CS 194 - Project 1

Atte Ahmavaara

Project Overview

In this project we took digitized Prokudin-Gorskii glass plate images and combined the three stacked grayscale images into a color image.

My Approach

To accomplish this, I began by implementing a single scale exhaustive search algorithm. Initially I used a normalized correlation function, but I eventually transitioned to a custom correlation function comparing the normalized differences between neighboring pixels. To speed up the process of analyzing extremely high resolution images, I implemented an image pyramid that, given a universal delta value (the range to exhaustively search, calculated through testing), and a universal jump range (the maximum jump length per scale as a percent of the image size in pixels, calculated through testing), calculates an initial target resolution and scales the image down to that resolution. It then iterates through increasing (nextScale = 2 * currScale) scalings of the image and calculates a translation vector for each iteration. It gradually translates the image every iteration by scaling the vector by the downscaling ratio. It works by initially giving a coarse estimate for where the image should be aligned to, and then fine tuning it at varying scalings of the image. Finally, the algorithm takes the base plate (the blue channel), and stack it with the newly aligned red and green plates to output a final image.

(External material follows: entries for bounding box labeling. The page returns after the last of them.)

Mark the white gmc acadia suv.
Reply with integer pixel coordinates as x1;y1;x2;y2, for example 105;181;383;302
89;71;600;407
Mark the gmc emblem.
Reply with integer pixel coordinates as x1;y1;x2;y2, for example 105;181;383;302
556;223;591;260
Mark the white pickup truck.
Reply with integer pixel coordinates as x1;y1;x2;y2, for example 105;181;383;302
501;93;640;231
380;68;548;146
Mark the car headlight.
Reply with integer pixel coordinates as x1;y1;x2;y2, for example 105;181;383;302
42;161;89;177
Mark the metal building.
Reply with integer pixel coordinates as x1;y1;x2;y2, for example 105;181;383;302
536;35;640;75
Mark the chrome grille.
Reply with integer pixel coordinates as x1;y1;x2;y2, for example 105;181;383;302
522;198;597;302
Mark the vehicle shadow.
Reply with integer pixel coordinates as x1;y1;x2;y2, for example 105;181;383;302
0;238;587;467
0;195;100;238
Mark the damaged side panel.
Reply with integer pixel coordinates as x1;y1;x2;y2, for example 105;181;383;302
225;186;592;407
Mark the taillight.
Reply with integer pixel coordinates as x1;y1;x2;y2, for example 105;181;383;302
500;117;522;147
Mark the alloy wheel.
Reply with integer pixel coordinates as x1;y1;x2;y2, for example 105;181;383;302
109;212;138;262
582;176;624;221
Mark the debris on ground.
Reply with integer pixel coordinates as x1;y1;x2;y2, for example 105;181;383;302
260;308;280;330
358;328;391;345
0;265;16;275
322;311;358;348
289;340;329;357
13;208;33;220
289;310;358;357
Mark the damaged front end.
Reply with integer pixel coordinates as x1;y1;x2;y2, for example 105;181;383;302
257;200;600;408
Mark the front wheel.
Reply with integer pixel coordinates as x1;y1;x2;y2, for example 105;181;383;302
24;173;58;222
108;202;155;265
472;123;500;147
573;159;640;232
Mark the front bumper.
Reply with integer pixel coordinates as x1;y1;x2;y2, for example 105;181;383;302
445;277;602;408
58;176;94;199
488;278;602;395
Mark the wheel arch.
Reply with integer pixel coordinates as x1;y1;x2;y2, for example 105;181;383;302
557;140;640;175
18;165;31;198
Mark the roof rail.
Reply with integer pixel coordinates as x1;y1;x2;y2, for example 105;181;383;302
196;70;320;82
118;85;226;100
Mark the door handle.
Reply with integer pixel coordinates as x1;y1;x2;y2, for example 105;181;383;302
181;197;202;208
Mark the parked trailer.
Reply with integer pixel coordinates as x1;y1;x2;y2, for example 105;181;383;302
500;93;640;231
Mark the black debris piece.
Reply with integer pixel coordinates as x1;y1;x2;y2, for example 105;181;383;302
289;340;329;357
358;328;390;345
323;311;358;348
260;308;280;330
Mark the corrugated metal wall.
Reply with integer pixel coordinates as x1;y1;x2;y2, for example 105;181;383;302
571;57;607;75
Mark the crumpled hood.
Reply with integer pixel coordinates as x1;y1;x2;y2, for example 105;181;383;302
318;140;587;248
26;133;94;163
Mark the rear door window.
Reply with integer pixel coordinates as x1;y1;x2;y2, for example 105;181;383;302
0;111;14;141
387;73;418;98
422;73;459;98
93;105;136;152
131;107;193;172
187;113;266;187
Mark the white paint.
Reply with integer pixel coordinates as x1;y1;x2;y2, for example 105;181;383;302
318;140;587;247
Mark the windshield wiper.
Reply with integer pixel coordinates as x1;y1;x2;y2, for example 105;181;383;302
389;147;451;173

Throughout the course of this project, I focused on finding a correlation function that balanced accuracy and efficiency. Accuracy was always first priority, but a gain of say, 1% accuracy was not worth making the algorithm 4x slower. For example, I could have compared both vertical and horizontal pixels, but that caused a ~1.9x runtime hit and only changed the results by 0-2px (on large images). Further, I could have combined the normalized correlation with the neighbor correlation data, but that caused a ~4.5x runtime hit and only changed the results by 0-1px (on large images). A fast correlation function, along with minimizing the aforementioned delta value (n^2 runtime effect), would be the key to optimizing the algorithm. A largemajority of the work is done in the correlation function, since it is called very often and has to deal with large quantities of data.

Problems Encountered

The first problem I encountered while implementing the algorithm was misalignment due to interference from the borders of the image. To overcome this, I simply cropped each image to the center 80% of the image, both height and width. This eliminated the borders from the calculation, and unintentionally helped runtime (since the algorithm was now doing 36% less work) while increasing the accuracy and image quality of the final images.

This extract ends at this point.